Paper No. 2-12
Presentation Time: 11:05 AM
RHOMBIC CALCITE MICROCRYSTALS AS A PROXY FOR METEORIC DIAGENESIS
Numerous Phanerozoic limestones are commonly comprised of calcite microcrystals that measure < 10 µm and exhibit various morphologies. These microcrystals have been interpreted to form during mineralogical stabilization of metastable carbonate sediments during diagenesis. Previous laboratory experiments show that calcite microcrystals precipitating under conditions similar to those that characterize meteoric diagenetic settings (impurity-free, low degree of supersaturation with respect to calcite, high fluid:solid ratio) exhibit the rhombic morphology, whereas calcite microcrystals precipitating under conditions similar to those that prevail in marine and marine burial diagenetic settings (impurity-rich, high degree of supersaturation, low fluid:solid ratio) exhibit non-rhombic morphologies.
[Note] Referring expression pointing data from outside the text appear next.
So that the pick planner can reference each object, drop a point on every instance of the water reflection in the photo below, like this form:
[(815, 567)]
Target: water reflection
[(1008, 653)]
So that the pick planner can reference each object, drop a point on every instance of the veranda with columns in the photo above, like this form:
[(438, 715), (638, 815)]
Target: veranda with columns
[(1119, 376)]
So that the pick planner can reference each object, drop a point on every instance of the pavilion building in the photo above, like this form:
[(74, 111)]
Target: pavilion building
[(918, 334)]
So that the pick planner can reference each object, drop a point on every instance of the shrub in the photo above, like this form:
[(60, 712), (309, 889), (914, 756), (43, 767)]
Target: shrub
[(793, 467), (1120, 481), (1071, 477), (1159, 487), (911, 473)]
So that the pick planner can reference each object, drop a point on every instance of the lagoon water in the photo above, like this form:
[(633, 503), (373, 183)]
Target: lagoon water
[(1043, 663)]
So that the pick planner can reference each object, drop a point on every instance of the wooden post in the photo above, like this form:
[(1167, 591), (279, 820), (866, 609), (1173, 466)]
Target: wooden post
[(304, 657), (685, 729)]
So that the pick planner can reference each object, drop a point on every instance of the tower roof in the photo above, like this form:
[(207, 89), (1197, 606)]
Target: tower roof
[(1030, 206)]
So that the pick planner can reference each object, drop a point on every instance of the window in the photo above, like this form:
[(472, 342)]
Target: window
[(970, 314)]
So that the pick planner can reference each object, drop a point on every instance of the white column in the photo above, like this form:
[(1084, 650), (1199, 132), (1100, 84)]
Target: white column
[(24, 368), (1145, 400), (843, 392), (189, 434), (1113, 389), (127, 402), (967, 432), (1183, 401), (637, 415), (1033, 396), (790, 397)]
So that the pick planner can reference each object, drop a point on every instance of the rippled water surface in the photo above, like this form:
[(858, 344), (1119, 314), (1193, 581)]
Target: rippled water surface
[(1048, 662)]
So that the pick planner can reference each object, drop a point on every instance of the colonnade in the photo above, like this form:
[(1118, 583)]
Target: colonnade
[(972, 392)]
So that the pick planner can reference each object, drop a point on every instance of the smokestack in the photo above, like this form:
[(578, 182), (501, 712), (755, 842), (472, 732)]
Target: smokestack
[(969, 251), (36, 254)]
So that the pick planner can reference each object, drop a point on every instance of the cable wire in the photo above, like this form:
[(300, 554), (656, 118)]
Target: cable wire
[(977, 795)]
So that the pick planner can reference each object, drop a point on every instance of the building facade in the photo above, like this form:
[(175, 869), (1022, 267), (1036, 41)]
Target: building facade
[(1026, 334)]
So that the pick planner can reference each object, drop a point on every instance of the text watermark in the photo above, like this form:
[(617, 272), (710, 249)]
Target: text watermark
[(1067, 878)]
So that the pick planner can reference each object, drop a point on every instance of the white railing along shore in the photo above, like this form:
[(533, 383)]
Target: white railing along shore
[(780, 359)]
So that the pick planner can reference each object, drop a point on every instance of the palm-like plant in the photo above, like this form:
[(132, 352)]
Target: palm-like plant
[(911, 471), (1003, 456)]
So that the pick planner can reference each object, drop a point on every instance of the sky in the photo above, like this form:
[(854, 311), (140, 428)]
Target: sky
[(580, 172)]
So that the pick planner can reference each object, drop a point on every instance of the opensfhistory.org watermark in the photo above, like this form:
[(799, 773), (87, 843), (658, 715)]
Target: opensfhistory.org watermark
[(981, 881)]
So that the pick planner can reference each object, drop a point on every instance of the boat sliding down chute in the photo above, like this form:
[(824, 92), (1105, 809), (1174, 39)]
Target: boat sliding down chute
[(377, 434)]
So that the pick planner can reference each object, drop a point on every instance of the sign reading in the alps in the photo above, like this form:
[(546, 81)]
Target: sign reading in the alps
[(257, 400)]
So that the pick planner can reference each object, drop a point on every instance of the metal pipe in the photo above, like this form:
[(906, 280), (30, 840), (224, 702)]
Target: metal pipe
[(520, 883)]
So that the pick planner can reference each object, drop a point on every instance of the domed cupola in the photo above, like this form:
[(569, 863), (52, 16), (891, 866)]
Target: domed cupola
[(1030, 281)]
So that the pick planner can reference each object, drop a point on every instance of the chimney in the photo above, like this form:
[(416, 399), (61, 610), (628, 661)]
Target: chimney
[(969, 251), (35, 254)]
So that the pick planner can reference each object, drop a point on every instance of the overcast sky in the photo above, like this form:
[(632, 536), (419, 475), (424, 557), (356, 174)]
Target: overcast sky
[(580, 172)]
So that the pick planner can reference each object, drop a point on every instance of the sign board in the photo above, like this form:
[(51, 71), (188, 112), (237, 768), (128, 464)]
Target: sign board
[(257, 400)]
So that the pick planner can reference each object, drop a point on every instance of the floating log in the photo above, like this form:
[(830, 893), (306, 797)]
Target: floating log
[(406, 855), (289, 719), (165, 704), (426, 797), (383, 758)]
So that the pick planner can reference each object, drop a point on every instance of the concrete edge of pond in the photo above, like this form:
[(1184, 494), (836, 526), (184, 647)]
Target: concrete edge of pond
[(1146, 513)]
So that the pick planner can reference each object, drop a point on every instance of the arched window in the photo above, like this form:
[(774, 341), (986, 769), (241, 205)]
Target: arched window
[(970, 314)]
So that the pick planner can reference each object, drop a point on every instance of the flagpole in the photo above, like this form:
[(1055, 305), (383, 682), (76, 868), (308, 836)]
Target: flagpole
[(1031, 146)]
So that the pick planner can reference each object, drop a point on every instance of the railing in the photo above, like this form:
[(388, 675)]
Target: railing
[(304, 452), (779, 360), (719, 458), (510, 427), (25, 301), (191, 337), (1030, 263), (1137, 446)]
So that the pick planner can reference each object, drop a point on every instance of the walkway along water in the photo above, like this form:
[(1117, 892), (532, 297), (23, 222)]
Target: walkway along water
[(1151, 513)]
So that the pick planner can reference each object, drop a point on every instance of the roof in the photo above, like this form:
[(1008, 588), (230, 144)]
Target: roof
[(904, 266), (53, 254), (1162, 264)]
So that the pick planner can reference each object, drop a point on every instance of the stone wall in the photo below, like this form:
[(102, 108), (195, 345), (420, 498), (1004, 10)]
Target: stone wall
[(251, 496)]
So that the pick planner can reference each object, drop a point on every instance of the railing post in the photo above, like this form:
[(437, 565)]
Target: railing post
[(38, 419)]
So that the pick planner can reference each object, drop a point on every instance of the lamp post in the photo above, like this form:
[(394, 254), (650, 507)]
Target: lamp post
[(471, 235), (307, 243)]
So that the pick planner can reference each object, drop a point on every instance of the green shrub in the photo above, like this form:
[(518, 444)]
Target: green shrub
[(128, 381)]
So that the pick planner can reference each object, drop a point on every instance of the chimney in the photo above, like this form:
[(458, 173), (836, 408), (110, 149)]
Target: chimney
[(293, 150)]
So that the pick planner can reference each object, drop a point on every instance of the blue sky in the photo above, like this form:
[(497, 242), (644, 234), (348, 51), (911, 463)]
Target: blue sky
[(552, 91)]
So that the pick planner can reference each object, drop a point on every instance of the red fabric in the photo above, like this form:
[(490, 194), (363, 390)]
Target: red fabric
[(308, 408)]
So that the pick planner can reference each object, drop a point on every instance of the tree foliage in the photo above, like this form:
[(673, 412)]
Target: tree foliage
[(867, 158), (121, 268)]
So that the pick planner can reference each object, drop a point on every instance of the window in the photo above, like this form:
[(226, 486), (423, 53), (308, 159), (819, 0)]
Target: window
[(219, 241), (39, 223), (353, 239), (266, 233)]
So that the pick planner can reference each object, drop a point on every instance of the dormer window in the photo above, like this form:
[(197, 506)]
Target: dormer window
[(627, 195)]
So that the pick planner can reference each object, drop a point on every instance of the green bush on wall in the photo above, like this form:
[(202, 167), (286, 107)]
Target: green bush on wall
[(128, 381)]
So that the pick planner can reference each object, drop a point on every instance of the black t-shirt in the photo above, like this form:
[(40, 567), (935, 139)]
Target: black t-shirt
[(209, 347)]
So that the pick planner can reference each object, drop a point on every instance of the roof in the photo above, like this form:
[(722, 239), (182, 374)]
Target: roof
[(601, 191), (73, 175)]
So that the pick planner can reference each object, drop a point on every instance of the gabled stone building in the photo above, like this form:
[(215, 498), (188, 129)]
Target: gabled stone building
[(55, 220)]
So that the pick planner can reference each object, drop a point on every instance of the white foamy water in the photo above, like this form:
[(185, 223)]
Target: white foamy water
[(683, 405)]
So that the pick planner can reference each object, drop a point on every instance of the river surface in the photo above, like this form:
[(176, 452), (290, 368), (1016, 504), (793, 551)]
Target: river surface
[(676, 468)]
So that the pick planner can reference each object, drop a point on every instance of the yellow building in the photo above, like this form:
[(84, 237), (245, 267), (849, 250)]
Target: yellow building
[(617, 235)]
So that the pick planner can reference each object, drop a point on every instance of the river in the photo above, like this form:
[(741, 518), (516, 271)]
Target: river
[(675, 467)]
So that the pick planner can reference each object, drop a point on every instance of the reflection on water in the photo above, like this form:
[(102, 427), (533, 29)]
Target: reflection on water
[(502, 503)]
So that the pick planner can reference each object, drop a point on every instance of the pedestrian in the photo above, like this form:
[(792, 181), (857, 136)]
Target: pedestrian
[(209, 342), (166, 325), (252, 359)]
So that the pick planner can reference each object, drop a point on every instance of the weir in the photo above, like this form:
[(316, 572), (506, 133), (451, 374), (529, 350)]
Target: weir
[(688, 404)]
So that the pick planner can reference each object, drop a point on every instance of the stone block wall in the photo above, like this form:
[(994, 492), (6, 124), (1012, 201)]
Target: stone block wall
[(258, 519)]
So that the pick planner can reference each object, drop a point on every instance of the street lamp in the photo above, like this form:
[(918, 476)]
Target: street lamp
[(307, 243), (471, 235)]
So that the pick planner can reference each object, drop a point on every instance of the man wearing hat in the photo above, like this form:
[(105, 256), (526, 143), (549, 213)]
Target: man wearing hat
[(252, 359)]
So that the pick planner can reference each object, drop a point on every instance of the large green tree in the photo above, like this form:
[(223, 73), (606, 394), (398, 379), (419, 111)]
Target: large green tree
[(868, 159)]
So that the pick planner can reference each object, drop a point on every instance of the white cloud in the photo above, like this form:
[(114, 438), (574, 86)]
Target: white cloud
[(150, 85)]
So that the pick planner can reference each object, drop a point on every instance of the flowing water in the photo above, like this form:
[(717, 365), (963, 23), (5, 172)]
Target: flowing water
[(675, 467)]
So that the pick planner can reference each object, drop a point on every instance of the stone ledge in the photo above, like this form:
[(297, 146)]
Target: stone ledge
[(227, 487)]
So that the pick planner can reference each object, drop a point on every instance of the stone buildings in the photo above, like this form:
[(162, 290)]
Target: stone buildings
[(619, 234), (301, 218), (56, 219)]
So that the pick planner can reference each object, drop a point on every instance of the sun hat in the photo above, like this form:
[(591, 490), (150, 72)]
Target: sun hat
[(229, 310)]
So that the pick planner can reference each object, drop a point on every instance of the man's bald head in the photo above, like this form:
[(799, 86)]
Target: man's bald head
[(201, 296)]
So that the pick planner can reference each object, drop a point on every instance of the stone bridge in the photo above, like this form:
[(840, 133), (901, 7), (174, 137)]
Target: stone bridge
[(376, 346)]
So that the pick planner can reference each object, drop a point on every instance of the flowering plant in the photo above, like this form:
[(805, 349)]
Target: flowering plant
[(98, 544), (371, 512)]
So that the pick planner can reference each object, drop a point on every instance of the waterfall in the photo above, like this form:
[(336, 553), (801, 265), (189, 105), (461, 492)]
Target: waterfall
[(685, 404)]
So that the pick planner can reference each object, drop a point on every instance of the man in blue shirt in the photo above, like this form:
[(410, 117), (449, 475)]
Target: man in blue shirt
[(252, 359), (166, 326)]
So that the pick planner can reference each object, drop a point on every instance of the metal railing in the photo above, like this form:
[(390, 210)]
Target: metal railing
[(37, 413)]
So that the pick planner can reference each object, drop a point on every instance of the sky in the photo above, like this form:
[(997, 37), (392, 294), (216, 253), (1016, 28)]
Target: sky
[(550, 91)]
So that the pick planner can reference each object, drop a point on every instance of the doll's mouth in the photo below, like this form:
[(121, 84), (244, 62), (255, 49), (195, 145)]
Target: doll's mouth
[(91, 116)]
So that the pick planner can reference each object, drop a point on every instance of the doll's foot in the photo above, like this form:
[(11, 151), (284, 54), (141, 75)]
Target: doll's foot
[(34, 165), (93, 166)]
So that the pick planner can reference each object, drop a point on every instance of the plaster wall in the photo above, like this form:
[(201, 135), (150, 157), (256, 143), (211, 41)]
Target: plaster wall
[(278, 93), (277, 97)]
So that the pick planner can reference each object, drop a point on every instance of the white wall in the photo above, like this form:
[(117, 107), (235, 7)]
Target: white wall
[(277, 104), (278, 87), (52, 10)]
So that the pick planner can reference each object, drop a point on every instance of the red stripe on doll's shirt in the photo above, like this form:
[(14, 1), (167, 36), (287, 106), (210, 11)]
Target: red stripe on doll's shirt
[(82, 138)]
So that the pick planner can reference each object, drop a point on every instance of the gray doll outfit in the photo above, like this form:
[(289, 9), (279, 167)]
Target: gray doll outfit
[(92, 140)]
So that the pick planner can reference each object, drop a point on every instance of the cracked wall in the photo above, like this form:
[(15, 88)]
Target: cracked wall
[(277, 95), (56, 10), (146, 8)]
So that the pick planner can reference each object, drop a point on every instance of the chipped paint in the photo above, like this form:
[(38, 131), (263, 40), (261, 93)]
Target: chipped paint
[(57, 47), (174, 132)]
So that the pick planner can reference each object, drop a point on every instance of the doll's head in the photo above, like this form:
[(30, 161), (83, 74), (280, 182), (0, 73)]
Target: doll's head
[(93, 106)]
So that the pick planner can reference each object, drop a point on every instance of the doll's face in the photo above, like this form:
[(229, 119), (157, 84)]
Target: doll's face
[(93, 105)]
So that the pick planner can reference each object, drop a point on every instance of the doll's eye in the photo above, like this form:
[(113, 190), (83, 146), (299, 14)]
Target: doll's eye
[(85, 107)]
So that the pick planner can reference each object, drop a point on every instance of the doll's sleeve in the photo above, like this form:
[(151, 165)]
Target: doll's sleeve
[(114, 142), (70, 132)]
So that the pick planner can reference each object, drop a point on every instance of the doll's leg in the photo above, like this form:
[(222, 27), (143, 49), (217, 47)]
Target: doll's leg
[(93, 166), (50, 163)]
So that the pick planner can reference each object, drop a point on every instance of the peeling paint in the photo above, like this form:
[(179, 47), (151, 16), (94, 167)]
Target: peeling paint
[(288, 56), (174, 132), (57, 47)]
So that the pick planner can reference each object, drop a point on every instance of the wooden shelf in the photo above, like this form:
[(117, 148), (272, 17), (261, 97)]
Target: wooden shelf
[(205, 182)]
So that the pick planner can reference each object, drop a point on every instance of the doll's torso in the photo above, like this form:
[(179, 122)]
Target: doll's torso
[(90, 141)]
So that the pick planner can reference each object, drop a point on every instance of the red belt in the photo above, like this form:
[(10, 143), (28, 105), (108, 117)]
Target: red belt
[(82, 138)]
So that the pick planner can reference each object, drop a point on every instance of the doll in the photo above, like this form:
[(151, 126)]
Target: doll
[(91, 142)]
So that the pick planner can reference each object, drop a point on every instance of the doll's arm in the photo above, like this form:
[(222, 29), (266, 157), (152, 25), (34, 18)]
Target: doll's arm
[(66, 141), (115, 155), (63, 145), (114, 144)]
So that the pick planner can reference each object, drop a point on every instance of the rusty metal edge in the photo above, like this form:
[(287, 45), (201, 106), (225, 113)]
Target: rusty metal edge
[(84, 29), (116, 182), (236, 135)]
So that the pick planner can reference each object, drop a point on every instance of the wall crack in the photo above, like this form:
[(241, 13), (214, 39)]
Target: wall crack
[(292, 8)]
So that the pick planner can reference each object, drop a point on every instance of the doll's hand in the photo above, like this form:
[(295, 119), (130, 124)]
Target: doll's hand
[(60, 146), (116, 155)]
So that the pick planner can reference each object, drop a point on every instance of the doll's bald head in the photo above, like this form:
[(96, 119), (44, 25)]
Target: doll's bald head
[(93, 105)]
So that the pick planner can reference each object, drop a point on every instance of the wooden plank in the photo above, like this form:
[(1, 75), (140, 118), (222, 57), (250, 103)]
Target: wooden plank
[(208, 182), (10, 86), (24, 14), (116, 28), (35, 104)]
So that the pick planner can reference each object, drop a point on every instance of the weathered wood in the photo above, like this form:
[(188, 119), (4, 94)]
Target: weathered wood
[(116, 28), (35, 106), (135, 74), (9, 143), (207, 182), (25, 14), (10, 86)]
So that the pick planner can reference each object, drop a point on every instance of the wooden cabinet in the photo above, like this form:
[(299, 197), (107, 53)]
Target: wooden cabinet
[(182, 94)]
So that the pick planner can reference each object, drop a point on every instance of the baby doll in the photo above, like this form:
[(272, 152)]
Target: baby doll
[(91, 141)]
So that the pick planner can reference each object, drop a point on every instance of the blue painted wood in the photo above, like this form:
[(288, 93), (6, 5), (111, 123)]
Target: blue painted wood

Based on these experimental observations, we propose that rhombic calcite microcrystals form exclusively in meteoric environments. This hypothesis is tested using new and previously published textural and geochemical data from the Phanerozoic rock record. The data show that the vast majority of Phanerozoic limestones characterized by rhombic microcrystals also exhibit petrographic and/or geochemical evidence indicative of meteoric diagenesis whereas non-rhombic morphologies are associated with marine burial conditions. By linking calcite microcrystal textures to specific diagenetic environments, our observations bring clarity to the conditions under which the various microcrystal textures form and imply that the rhombic microcrystal morphology may be a useful textural proxy for meteoric diagenesis.